И он принес свой выкуп древний
За горевых пожаров чад,
За то, что мерли по деревне
Мильоны каждый год ребят,
За их отцов разгул кабацкий
И за покрытый кровью шлях,
За хруст костей в могилах братских
В маньчжурских и иных полях.
За матерей сухие спины,
За ранний горький блеск седин,
За Геси Гельфман в час родин
Насильно отнятого сына,
За братьев всех своих опальных,
За все могилы без отмет,
Что Русь в синодик поминальный
Записывала триста лет,
За жаркий юг, за север гиблый
Исполнен над тобой и им,
Неукоснительно чиним,
Закон неумолимых библий.
Но помню горестно и ясно —
Я — мать, и наш закон — простой:
Мы к этой крови непричастны.
Как непричастны были — к той.
Долгие годы имя Марии Шкапской было забыто. Только после 1987 года стали появляться редкие перепечатки ее стихов в журналах, газетах, антологиях. Но именно этого стихотворения среди них не было ни разу. Почему? У меня на это только один ответ: в наше обозленное время, когда всем хочется мстить друг другу за старые обиды, мысль и чувство этого стихотворения не пришлись по душе ни той, ни другой стороне. Одним не хотелось вспоминать о невинной крови наследника, другим — о крови, пролитой веками царской власти, которую он искупил. А Шкапская говорила: без крови нет истории, но в этой крови виноваты одинаково все. Кроме матерей. Подняться до высоты этого взгляда нам до сих пор оказывается трудно.

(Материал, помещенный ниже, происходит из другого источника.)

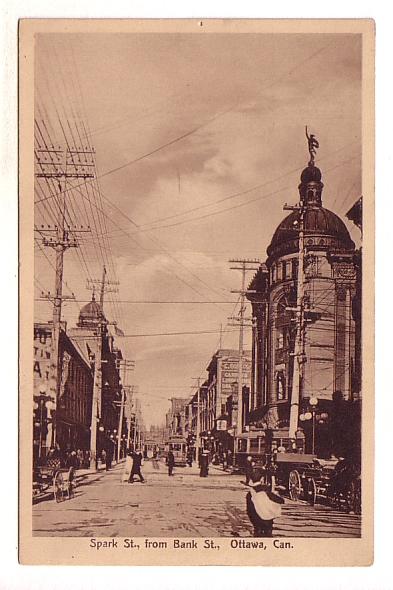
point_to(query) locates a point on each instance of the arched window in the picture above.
(280, 385)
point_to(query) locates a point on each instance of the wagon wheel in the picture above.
(294, 485)
(311, 491)
(58, 486)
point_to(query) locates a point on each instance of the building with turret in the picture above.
(305, 347)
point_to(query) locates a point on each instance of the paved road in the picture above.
(184, 505)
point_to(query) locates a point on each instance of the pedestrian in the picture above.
(72, 460)
(127, 467)
(103, 457)
(262, 508)
(136, 467)
(204, 464)
(108, 458)
(170, 461)
(79, 454)
(249, 469)
(189, 457)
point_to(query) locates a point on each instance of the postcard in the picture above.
(197, 287)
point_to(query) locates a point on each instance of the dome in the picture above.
(311, 174)
(90, 314)
(322, 228)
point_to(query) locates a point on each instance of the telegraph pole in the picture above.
(126, 365)
(53, 163)
(198, 432)
(97, 385)
(242, 321)
(299, 348)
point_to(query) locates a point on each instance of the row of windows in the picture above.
(281, 271)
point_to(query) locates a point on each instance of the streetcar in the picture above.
(178, 445)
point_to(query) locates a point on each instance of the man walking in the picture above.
(263, 507)
(136, 467)
(249, 469)
(170, 462)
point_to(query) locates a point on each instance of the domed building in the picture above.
(304, 341)
(91, 315)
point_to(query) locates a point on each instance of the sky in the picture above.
(199, 141)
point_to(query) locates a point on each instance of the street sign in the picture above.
(221, 424)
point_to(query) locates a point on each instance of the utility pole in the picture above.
(97, 384)
(126, 365)
(242, 321)
(53, 163)
(299, 348)
(129, 400)
(198, 432)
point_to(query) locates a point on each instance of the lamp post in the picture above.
(310, 415)
(42, 401)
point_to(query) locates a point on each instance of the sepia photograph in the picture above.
(196, 230)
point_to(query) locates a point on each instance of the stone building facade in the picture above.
(330, 365)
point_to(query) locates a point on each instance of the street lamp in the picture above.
(313, 402)
(40, 402)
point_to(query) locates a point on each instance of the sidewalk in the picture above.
(83, 477)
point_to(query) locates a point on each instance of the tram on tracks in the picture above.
(178, 445)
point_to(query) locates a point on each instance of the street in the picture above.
(184, 505)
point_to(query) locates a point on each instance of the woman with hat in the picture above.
(262, 508)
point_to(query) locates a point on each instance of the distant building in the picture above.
(330, 369)
(175, 419)
(85, 337)
(70, 424)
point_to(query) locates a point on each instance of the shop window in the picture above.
(295, 265)
(242, 445)
(280, 338)
(280, 385)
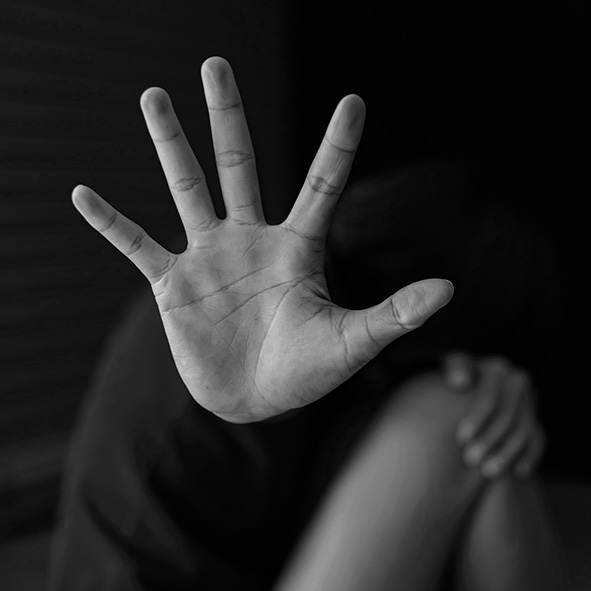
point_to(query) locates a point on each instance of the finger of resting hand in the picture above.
(512, 450)
(231, 141)
(148, 256)
(490, 439)
(183, 172)
(312, 211)
(459, 370)
(369, 331)
(486, 399)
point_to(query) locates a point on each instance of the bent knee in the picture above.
(426, 403)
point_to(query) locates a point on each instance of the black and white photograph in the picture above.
(293, 296)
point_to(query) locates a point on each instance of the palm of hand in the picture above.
(245, 308)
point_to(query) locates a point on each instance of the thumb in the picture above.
(406, 310)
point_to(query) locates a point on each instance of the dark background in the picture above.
(501, 84)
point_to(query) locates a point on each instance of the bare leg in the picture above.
(395, 513)
(510, 543)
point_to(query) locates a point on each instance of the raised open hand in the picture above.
(245, 307)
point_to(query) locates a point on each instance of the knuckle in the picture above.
(497, 363)
(231, 158)
(186, 183)
(321, 185)
(136, 243)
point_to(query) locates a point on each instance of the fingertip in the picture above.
(217, 70)
(437, 293)
(81, 196)
(155, 100)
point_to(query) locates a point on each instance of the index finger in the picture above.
(311, 214)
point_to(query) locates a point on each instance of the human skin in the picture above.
(246, 310)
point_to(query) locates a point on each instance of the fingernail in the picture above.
(458, 378)
(474, 454)
(491, 468)
(464, 432)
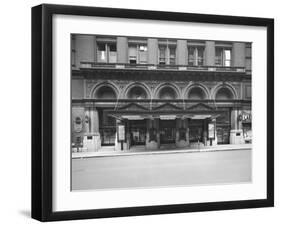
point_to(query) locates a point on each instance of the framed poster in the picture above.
(123, 105)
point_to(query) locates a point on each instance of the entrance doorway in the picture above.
(137, 132)
(223, 133)
(196, 128)
(167, 131)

«Кровь-руда» — называлась одна из книжек Шкапской; кровь — сквозной образ ее поэзии. Для стихов, писавшихся в годы мировой и Гражданской войны, это не удивительно. Но за кровью, проливаемой в войнах и революциях, она видит иное: ту кровь, в которой женщины рожают детей, передавая им неумирающую наследственность единого во веки веков человечества. Современников эти стихи шокировали. Любую эротику, казалось бы, русская поэзия уже освоила; однако дефлорация, роды, аборты оказывались ее ценителям непривычны и непонятны. «Гинекологическая поэзия» — говорили о стихах Шкапской; «Василиса Розанова» — называли поэтессу. Такие ярлыки удобно отвлекали внимание от ее трагической темы — темы, в которой были и человечество, и Россия, и бог.
Человечество, чтобы выжить на земле, выработало два биологических инстинкта: каждый человек стремится выжить сам и продлить свой род. Это давно уже нашло отражение в броской банальности: «любовь и голод правят миром». Шкапская напоминает: за выживание особи борется мужчина, за выживание рода — женщина. Мужское дело начинается борьбой против природы и кончается борьбой против себе подобных, женское — никогда. С плакатной ясностью она пишет об этом в поэме «Человек идет на Памир», но подспудно эта тема проходит сквозь все ее стихи: есть ночная кровь, в которой зачинаются людские поколения, и есть дневная кровь, когда люди истребляют друг друга, и ее проливают мужчины. Это не упрек, это трагедия, из которой нет выхода.
Когда люди борются за выживание, они делят мир на своих и чужих, и тогда изобретается слово «Отечество». Для женщины оно — надуманно, ее родина — вся земля «от Чили до Бретани»: «служит не отчизне, а жизни тихая безмолвная мать». Когда нет вражды между отечествами, то встает вражда внутри отечества, между теми, кто по-разному судит о нем и его путях, и такая вражда еще страшнее и кровавее. О России Шкапская пишет с любовью и ужасом:
Лай собак из поникнувших хижин
Да вороний немолкнущий крик,
И высоко взнесен и недвижен
Твой иконный неписаный лик.
Ты идешь луговиной степною.
Несносим одичалый твой взгляд,
И под жаркой твоею ступнею
Опаленные травы горят.
С непокрытым челом инокиня
Невозмогших отступных церквей,
Как на смуглых руках твоих стынет
Рудолипкая кровь сыновей.
Потрясая кандальные ковы,
В озареньи вечерних кадил
Ты влачишь свои вдовьи покровы
Над грядами их тихих могил.
Но Христос Невечерния Славы
Пречестных твоих мук причащен,
И краев твоей ризы кровавой
Поцелуем касается Он.
И преслаще сладкого дара
Для ноздрей Его неодолим
Поминальных твоих пожаров
Терпкий запах и горький дым.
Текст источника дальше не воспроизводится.